Así, la realidad estalla
sobre el discurso que intenta vender una imagen del futuro sin asumir las
desgracias seculares: es el país invisible que no muere porque se le
estigmatice ocupando su lugar en esta narrativa de violencia, desigualdad, usos
y costumbres del poder caciquil reciclado bajo formas democráticas.
En ese país el mundo
electoral aparece como un juego de azar en el que gana el que más tiene,
destruyendo la oportunidad liberadora que las urnas ofrecen al ciudadano. Allí
los partidos olvidan sus razones de ser y se mimetizan para alcanzar los
máximos beneficios con la menor inversión.
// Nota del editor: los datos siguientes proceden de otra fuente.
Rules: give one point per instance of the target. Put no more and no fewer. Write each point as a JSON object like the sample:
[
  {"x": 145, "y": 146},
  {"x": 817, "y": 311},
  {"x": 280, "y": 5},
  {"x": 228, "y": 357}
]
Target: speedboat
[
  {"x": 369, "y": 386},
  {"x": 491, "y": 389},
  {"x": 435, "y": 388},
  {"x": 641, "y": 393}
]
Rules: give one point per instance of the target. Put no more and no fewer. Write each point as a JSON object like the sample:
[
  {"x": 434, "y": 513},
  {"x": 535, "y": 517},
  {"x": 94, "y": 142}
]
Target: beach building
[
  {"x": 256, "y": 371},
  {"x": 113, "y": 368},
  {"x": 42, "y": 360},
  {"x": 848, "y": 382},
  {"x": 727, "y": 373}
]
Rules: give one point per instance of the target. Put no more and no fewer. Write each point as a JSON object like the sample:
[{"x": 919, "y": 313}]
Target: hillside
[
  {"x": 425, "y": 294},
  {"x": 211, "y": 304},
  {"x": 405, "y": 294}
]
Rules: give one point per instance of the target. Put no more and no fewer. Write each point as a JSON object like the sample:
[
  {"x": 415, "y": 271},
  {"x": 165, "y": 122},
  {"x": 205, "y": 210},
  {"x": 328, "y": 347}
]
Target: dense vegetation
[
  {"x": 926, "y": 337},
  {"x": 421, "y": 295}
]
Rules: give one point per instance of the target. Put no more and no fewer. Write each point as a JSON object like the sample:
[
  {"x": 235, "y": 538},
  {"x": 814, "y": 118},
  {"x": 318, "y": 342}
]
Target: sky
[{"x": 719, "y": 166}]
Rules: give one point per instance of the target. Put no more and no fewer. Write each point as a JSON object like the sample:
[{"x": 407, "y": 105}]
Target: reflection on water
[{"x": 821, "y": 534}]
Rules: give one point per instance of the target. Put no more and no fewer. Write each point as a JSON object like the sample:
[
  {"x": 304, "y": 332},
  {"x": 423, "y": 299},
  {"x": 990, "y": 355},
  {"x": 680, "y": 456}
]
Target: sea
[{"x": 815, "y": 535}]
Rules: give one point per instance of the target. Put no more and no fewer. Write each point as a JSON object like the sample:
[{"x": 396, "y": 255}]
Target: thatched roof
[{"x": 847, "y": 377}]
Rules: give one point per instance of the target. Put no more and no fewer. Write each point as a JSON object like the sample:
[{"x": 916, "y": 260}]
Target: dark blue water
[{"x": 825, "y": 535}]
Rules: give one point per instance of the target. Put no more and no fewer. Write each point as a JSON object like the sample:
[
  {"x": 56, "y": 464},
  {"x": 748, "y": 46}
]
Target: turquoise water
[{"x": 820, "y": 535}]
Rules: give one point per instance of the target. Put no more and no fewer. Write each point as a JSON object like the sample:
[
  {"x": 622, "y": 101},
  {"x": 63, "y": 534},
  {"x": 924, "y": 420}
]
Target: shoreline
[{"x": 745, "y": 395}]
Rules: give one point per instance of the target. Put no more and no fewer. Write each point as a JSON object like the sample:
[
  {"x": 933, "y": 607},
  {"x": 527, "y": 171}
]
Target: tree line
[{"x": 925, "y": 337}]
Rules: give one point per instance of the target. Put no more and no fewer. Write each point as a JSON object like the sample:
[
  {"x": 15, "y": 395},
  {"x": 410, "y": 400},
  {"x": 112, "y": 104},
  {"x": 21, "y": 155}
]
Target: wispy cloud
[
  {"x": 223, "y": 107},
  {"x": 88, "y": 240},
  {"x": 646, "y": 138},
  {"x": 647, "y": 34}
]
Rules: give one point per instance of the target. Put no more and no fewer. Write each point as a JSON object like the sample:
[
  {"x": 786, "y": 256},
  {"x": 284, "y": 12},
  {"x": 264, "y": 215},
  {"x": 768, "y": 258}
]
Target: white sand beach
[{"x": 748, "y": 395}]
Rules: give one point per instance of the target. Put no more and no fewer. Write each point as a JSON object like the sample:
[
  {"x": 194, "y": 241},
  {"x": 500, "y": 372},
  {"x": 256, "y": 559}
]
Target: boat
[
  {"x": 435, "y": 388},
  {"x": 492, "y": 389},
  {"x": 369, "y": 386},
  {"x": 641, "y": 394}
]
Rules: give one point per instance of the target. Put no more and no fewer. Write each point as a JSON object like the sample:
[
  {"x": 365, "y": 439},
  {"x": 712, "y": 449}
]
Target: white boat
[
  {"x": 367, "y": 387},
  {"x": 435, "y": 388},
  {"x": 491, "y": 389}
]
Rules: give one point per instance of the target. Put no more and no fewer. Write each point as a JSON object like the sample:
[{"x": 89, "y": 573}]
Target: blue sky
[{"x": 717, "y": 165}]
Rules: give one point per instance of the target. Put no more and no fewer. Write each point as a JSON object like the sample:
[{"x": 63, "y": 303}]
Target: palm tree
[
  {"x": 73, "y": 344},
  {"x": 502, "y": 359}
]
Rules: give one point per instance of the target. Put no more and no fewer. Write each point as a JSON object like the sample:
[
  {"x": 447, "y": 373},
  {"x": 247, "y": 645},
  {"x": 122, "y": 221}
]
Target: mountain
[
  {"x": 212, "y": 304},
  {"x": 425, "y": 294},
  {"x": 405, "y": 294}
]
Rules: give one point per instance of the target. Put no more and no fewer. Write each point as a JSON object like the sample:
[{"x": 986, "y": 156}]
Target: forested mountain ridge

El mal no está en la organización
política sino en lo que se ha convertido ante amplios segmentos de la
ciudadanía: son maquinarias para el reparto de poder; fuentes de empleo,
creadores de clientelas sin ideología comprobable, dispuestas a votar por quien
sea a cambio de “ayudas” para nada desechables en tiempos oscuros. Los jefes
políticos alquilan puestos a los ambiciosos locales que, como Abarca en Iguala,
ya son parte del poder paralelo del narcotráfico, amo y señor de amplias zonas
del estado. Nadie rinde cuentas ni tampoco se informa a la ciudadanía con
claridad. Y el vacío da rienda suelta a las especulaciones.
Pero sobre todo está el
dolor, el horror viscoso que se apodera del aire pero no paraliza a los
agraviados directos por los hechos: las familias de las víctimas, las
comunidades a las que pertenecen y, desde luego, los estudiantes de Ayotzinapa
que son el objeto del odio, como el que se cebó en la persona de Julio César
Mondragón, desollado vivo como feroz escarmiento para los que se atrevan. ¿Qué
clase de policía, qué clase de persona, puede hacer algo así?, dice uno de los
dirigentes de la normal a Arturo Cano en una de sus crónicas. El horror no
cede, se agiganta y lo envuelve todo, devolviendo a las palabras “infierno” y
“demonios” un sentido cotidiano, descriptivo de lo que es México, más allá de
la pirotecnia tranquilizadora promovida por las cúpulas del poder.
La protesta exige la
devolución con vida de los normalistas, pero la esperanza se diluye al paso del
tiempo. La incertidumbre es terrible, sin duda, pues la desaparición forzosa
pretende borrar todo rastro de aquellos que han de ser eliminados. Esa es la
práctica habitual de los grupos de los cárteles de la droga, pero hay
que decir que no fueron ellos quienes inventaron la guerra sucia, una de
cuyas peores formas se adivina tras la colisión, o simbiosis, de la autoridad y
los cuerpos de seguridad y la delincuencia trasformados en instrumento de
represión contra cualquier disidencia que amenace a la “casta” encaramada en el
poder. Esa violencia sin sentido que hace de las bandas criminales una
herramienta del terrorismo “de Estado” recuerda el odio a la vida de los
primitivos escuadrones fascistas.
Sin duda vivimos un momento difícil que exigirá inteligencia de todos
los actores, pasión, pero también una mirada racional que permita vislumbrar
salidas, avances a pesar de la tragedia. Que la legalidad no se cumpla no hace
innecesaria la ley y los primeros en reclamarla son las víctimas, los más
débiles y expuestos a la arbitrariedad.